Simulation of the IR was performed by computed tomography simulation. Each rat was anaesthetised using 5 mg/kg xylazine (Rompun, Bayer Türk, İstanbul, Turkey) and 30 mg/ kg ketamine hydrochloride (Ketalar, Pfizer, İstanbul, Turkey) delivered intramuscularly prior to IR. Then, three to four rats at a time were restrained and taped by the tail and legs on an acryl plate in a supine position. The rats were covered for a 3 cm×4 cm area of the lower pelvis containing a 2-cm length of the rectum in the middle of the field. IR was delivered with 6 MV linear accelerator with the SAD technique. The irradiated area was verified by portal imaging. A bolus material was placed on the irradiated area. A dose of 17.5 Gy in a single fraction was delivered to each rat. A dose similar to this one has been shown to be optimal for clinically relevant proctitis using the same rat radiation model ().

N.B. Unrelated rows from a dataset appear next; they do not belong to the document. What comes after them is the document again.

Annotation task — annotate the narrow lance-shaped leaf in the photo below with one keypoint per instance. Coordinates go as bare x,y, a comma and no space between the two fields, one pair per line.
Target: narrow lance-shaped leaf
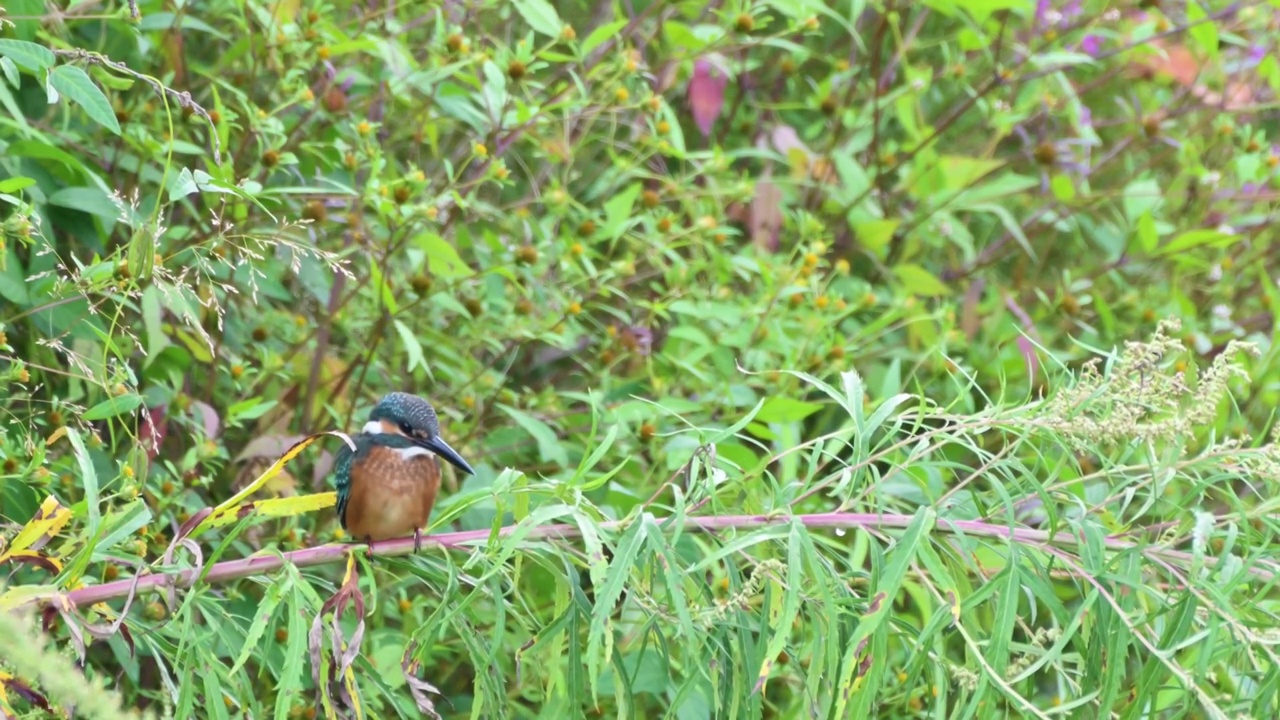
901,556
599,641
790,604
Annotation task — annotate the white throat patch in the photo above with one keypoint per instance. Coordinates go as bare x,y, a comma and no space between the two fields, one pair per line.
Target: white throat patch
415,451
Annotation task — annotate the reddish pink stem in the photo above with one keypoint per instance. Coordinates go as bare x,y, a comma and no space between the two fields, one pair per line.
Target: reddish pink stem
336,552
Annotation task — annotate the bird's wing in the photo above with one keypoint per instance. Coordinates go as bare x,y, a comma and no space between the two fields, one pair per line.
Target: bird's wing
342,466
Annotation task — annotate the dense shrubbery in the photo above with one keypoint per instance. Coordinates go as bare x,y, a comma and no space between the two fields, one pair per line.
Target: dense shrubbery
767,327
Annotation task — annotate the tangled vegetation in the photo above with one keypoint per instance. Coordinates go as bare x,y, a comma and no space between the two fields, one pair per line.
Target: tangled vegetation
816,359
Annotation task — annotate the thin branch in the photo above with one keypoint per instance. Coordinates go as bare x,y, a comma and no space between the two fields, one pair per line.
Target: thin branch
337,552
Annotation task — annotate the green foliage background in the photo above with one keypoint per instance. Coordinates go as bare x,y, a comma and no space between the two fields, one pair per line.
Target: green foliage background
766,326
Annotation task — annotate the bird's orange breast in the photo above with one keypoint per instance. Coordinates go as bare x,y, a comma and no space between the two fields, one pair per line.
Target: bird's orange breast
392,492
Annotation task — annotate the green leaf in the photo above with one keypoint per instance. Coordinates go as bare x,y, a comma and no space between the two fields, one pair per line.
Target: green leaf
30,55
113,408
548,445
1063,187
876,235
13,285
122,524
272,598
1142,196
602,33
782,621
540,16
599,641
1146,231
786,410
90,200
289,683
78,87
16,183
442,258
87,479
918,281
183,185
1191,240
881,605
152,317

Treatment with ozonated olive oil

OzOO was generated by an ozone generator, which allowed control of the gas flow rate and ozone concentration in real time using a built-in ultraviolet (UV) spectrometer and was kept in a dark bottle at 4°C until used, within 24 h. OzOO was produced at a concentration of approximately 14 μg of ozone/mL of olive oil. The OzOO, which was prepared in a 1 mL volume at body temperature, was given twice a day beginning on the first day after IR until the euthanasia day. The OzOO was applied with a soft feeding tube and then the anus was temporarily closed with a digital compress for 5 minutes.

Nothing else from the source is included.